There’s no doubt that the demands of the wider gaming public have led to this change. But former PlayStation executive Shawn Layden, who departed the company last year, believes that the model is simply not sustainable – particularly as production costs continue to snowball. Speaking as part of GameLab Live, the likeable lead pointed to the fact costs have generally doubled each generation.

“It's hard for every adventure game to shoot for the 50 to 60 hour gameplay milestone, because that's gonna be so much more expensive to achieve,” he explained. “And in the end you may close some interesting creators and their stories out of the market if that's the kind of threshold they have to meet. We have to re-evaluate that.”

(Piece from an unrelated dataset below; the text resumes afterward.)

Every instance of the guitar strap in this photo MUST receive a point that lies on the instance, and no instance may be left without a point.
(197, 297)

Layden continued that despite ballooning budgets, the cost of buying games has not increased. “It's been $59.99 since I started in this business, but the cost of games have gone up ten times. If you don't have elasticity on the price-point, but you have huge volatility on the cost line, the model becomes more difficult. I think this generation is going to see those two imperatives collide.”

According to the executive, one solution may be to simply make smaller titles. “Instead of spending five years making an 80 hour game, what does three years and a 15 hour game look like? What would be the cost around that? Is that a full-throated experience? Personally, as an older gamer, I would welcome a return to the 12 to 15 hour [AAA] game.”

He continued: “I would finish more games, first of all, and just like a well edited piece of literature or a movie, looking at the discipline around that could give us tighter, more compelling content. It's something I'd like to see a return to in this business.” But would you be willing to fork out $59.99 for dozen or so hours of top-notch entertainment? Or would you be waiting for a price drop?